Here in rural New England, we are blessed to be surrounded this time of year with something I did not grow up with in Louisiana: fall color. The varied hues of reds, oranges, and yellows, dazzle the eye, while the sweet smell of the fallen leaves lends an accompanying olfactory sensation that has its own charm.
Taken along with the shortening of the days that rapidly accelerates this time of year, the total experience is pleasantly melancholy.
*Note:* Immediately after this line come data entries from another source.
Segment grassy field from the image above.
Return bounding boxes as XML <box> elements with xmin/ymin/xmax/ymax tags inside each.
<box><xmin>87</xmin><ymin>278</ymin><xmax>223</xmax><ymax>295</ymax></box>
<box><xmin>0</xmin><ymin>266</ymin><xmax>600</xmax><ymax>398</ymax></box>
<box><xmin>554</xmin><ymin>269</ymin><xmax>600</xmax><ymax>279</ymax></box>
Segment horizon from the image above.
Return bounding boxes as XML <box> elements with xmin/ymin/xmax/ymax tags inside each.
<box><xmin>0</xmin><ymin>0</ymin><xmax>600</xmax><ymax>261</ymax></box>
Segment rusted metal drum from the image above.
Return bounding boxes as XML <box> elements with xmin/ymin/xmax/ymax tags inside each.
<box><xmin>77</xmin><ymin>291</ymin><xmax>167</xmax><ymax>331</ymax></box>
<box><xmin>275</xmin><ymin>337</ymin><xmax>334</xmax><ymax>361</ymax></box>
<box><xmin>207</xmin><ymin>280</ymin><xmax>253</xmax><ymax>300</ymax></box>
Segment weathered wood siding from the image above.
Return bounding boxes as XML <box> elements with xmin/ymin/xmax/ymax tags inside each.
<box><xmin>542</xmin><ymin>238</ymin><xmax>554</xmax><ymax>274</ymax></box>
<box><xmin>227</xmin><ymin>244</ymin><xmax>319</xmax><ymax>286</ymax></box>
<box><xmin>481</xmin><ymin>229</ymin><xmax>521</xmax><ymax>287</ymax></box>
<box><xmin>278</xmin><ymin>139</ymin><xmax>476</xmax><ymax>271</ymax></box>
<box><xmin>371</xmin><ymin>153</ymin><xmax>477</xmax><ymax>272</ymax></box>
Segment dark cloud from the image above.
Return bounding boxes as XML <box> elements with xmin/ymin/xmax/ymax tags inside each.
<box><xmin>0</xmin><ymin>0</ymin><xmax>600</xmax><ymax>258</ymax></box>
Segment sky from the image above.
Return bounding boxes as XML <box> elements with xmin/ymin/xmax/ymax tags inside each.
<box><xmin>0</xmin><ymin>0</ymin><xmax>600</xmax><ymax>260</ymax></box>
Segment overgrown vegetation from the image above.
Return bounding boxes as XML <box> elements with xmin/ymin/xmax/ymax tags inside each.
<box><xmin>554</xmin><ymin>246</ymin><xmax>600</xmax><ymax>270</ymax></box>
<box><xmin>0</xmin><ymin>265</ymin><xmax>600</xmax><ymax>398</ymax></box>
That mood is appropriate when we consider that the attraction of the New England fall comes from the loveliness of leaves slowly dying. Like the proverbial swan song, it is an aesthetic experience standing at the intersection of beauty and death. Eventually, the trees will be bare — all but the evergreens which do not change color — and the coming winter landscape will, at least among the leafless tress and shrubs, have the look of cold death. Then, the white snow that covers the ground and clings to roofs and branches will provide its own sort of wintry mystique.
On the feast of Saint Ursula and Companions, virgins and martyrs, while driving back to our campus from Holy Mass, I was struck by just how beautiful these leaves are. It dawned on me — I’m sure quite unoriginally — how much this leafy Nunc dimittis has to teach us. The words, Pretiósa in conspéctu Dómini mors Sanctórum eius, came to mind — “Precious in the sight of the Lord is the death of his saints” (Ps. 115:15). They are daily sung in the office of Prime, just after the chanting of the Roman Martyrology for the next day.
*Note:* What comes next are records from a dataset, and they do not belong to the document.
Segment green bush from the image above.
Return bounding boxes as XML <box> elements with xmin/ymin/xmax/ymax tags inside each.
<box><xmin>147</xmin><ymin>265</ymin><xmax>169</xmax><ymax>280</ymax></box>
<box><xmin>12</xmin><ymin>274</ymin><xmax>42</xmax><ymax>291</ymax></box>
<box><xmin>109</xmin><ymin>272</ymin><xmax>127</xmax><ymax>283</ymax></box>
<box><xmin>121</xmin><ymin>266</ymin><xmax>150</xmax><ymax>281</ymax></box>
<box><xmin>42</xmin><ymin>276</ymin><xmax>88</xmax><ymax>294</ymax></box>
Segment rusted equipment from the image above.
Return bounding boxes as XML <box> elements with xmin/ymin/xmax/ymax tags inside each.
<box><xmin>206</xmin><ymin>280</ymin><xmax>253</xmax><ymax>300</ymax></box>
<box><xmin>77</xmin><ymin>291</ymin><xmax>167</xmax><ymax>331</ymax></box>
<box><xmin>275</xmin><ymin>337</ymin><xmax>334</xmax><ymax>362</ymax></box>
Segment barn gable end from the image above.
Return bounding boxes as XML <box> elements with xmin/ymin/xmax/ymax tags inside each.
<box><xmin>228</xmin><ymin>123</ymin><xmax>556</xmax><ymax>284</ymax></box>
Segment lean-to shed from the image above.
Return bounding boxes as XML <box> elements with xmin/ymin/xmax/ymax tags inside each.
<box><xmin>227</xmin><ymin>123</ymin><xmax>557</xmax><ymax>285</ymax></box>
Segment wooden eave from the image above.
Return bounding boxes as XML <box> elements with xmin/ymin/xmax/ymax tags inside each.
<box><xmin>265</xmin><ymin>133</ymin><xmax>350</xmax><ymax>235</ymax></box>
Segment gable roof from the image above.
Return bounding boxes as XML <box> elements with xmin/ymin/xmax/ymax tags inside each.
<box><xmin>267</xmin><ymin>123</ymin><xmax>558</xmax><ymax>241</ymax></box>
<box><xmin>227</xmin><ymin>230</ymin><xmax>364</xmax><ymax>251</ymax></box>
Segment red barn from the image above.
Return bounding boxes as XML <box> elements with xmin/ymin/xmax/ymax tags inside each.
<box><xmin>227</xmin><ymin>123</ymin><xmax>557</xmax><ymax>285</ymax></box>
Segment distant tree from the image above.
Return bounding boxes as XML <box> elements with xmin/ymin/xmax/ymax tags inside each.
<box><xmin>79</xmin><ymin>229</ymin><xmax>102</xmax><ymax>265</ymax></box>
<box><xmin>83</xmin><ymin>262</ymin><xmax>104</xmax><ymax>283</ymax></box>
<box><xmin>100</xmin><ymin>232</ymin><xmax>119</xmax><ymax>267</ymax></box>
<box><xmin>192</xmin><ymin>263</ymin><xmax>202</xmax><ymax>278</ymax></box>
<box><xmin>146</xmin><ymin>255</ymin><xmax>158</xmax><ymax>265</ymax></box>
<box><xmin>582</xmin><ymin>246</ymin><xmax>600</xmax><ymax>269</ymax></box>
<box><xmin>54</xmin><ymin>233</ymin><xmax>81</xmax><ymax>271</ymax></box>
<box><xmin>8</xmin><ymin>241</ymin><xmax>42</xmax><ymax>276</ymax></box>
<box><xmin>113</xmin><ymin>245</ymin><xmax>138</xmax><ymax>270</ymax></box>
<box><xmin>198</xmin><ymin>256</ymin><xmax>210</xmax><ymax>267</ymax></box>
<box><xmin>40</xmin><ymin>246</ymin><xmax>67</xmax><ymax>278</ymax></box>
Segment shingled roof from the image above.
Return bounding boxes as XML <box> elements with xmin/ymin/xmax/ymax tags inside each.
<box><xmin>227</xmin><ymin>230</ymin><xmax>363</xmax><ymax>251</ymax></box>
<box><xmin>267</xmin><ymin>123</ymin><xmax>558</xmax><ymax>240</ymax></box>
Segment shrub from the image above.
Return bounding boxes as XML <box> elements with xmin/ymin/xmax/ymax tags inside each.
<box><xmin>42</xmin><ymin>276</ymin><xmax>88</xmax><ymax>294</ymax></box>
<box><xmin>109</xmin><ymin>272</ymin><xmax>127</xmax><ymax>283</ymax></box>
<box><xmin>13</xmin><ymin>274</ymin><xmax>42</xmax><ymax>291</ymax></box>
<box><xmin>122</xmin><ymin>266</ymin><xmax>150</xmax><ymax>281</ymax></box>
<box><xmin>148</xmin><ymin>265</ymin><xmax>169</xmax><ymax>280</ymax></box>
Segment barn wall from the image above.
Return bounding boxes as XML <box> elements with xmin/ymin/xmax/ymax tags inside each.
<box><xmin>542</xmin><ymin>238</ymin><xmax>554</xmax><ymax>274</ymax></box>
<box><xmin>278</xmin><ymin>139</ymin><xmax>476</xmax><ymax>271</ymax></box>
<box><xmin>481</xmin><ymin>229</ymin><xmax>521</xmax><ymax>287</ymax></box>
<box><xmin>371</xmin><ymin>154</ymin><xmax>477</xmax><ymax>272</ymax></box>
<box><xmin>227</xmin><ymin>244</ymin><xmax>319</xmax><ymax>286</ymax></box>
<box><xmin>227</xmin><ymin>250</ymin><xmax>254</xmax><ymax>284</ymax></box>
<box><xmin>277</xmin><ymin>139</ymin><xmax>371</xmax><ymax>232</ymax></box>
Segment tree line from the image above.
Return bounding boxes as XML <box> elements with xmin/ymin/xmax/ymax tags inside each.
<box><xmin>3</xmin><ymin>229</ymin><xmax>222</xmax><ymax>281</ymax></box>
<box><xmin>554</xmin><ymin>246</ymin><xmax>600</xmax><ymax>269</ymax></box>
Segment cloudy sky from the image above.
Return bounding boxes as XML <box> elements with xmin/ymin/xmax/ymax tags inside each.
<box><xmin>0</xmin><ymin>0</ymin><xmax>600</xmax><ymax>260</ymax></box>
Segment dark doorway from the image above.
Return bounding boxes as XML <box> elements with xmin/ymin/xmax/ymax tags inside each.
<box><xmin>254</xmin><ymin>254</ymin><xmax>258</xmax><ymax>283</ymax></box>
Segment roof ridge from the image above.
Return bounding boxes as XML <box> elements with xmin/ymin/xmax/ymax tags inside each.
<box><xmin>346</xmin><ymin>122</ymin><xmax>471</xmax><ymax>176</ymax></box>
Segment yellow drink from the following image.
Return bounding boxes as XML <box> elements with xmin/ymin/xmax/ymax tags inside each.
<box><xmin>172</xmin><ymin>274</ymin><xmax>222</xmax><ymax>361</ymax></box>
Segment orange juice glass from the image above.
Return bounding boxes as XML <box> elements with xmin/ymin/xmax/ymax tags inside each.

We were created, as was the entire universe, for God’s glory. This is no mere “nice thought”; it is Catholic dogma (Vatican I, Session 3, Canon 5). Says the Apostle, “Therefore, whether you eat or drink, or whatsoever else you do, do all to the glory of God” (1 Cor. 10:31). Our death is included in that “whatever else [we] do,” and it, like the deaths of all the martyrs the Church celebrates, should glorify God. It should be precious in His sight.
God probably does not care an awful lot about leaves. Comparatively speaking, He cannot. These things have vestiges of His Majesty but are not in His image and likeness as are we men. Sparrows, being sentient beings, are further up the hierarchy of being from vegetative life, but even these remarkable creatures are not the center of God’s concern on this earth. That said, as we are assured by Truth Himself, not one of these tiny birds falls to the ground without our Father knowing it. A person — a being who will live forever — is of much greater consequence in the divine scheme of things, which was exactly Our Lord’s point in mentioning sparrows in Matthew 10.
The beauties of nature — of inanimate things, living things, and, yes, dying things — were made for God’s glory and also for our contemplative instruction, which, if we use it rightly, will augment God’s glory. We should be as beautiful, as precious, in death as are the autumn leaves — only more so. Each utterly unique leaf will decompose never to rise again, while other leaves will come to replace them in spring. This is but an image of something far greater that will happen in us, for we look ahead to the promise of a new springtime when we ourselves will rise again in eodem corpore — in the same body — and all will be bright and living again. Liturgically, green, the color of spring, is the color of hope.
Is it any wonder that what the Roman Martyrology calls, “the solemnity of solemnities and our Pasch,” always happens in spring? (Given the formula for determining Easter that we have received from the Council of Nicaea, Easter must always come after the vernal equinox.) Christ’s Resurrection is the cause, the type, and the pledge of our own.
Meantime, we who are blessed to have autumn color where we live should avail ourselves of this gift of the the divine Wisdom, which, in this last part of the Church’s year, unites the testimony of nature to that of the Church’s liturgy to direct our attention to the Last Things.